Nichole Sanchez v. Young County, Texas, et
2017 U.S. App. LEXIS 13886
| 5th Cir. | 2017Background
- Diana Simpson, with history of depression and a prior suicide attempt, was found asleep in her car after withdrawing cash and admitting (to arresting officer) she had taken multiple pills and drank alcohol; she was arrested for public intoxication and booked into Young County Jail.
- Medics examined Simpson at the scene, recorded essentially normal vitals, and she declined transportation to a hospital; she denied suicidal intent during multiple questioning events.
- At booking, the jail intake medical screening was incompletely filled; staff did not run a state Continuity of Care Query (CCQ); monitoring frequency while detained is disputed and another detainee was placed in the same holding cell.

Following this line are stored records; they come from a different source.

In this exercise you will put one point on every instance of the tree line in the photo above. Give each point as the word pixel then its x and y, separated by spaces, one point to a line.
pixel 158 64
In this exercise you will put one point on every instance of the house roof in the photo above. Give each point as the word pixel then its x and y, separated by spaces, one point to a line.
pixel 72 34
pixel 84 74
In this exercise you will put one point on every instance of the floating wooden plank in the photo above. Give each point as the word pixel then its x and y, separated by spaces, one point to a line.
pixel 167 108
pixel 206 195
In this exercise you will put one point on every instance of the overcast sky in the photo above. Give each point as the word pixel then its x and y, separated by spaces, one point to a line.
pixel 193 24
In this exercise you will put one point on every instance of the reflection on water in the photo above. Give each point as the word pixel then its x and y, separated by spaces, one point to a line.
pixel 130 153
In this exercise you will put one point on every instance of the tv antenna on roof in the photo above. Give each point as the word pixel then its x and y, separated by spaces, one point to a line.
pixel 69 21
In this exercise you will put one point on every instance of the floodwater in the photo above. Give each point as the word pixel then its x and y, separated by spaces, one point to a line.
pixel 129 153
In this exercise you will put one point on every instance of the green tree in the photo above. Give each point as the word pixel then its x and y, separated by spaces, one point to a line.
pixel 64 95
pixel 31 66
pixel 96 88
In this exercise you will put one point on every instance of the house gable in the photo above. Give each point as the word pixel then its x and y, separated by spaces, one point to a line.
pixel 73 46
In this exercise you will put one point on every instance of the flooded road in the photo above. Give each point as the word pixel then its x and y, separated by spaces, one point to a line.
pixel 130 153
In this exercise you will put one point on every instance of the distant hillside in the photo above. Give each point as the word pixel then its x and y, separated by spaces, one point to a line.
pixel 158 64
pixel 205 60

- Husband repeatedly called police and the jail, warning she was a suicide risk and requesting medical or mental-health help; jail staff told him MHMR would not assist until she was sober.
- Simpson was found unresponsive in the cell ~8 hours after arrest and later died; autopsy found mixed drug intoxication consistent with probable suicide.
- Plaintiffs sued Young County under 42 U.S.C. § 1983 alleging (1) unconstitutional conditions of confinement (UCC) and (2) episodic acts and omissions (EA/O) by jailers; district court granted summary judgment for County on all § 1983 claims; Fifth Circuit affirmed dismissal of EA/O claim but vacated/remanded UCC claim for further consideration.
Issues
| Issue | Plaintiff's Argument | Defendant's Argument | Held |
|---|---|---|---|
| Whether County liable under EA/O theory for jailers’ conduct causing Simpson’s death | Simpson’s family: jailers were subjectively deliberately indifferent to a known risk (admissions, pills, husband’s warnings) and County policies/customs (incomplete intake, lack of CCQ, inadequate monitoring/training) causally led to death | County: actions amounted to negligence at most; intake was substantially completed, medics saw no emergency, no evidence of municipal custom or causal link, sheriff had no personal involvement | Affirmed: plaintiffs failed to show subjective deliberate indifference by employees or an objectively indifferent municipal policy causally linked to death under EA/O theory |
| Whether County liable under UCC theory for unconstitutional pretrial-detention conditions that caused death | Plaintiffs: policies/procedures (screening, monitoring, training) created unconstitutional conditions contributing to death | County: no systemic policy shown; single incident insufficient; no causal proof that policy failures caused death | Vacated and remanded: district court must consider in first instance whether genuine fact issues exist on UCC claim |
| Whether County can be held liable via respondeat superior / supervisor liability | Plaintiffs: County liable for customs/policies adopted or tolerated by Sheriff and jail administration | County: no respondeat superior in § 1983; Sheriff had no personal involvement before death | Court: Monell bars respondeat superior; supervisor liability requires personal involvement; no liability based solely on Sheriff’s lack of prior knowledge (but UCC remand could examine Sheriff’s role) |
| Sufficiency of evidence to survive summary judgment standard | Plaintiffs: record (arrest report, husband’s calls, sheriff’s deposition, inspection noncompliance) creates genuine disputes of material fact | County: record shows no subjective inference of risk and no municipal custom; evidence is insufficient as a matter of law | Mixed: Majority finds evidence insufficient on EA/O; concurrence dissents and argues the record creates genuine factual disputes requiring trial |
Key Cases Cited
- Hare v. City of Corinth, 74 F.3d 633 (5th Cir. 1996) (distinguishes municipal liability theories: episodic acts v. unconstitutional conditions)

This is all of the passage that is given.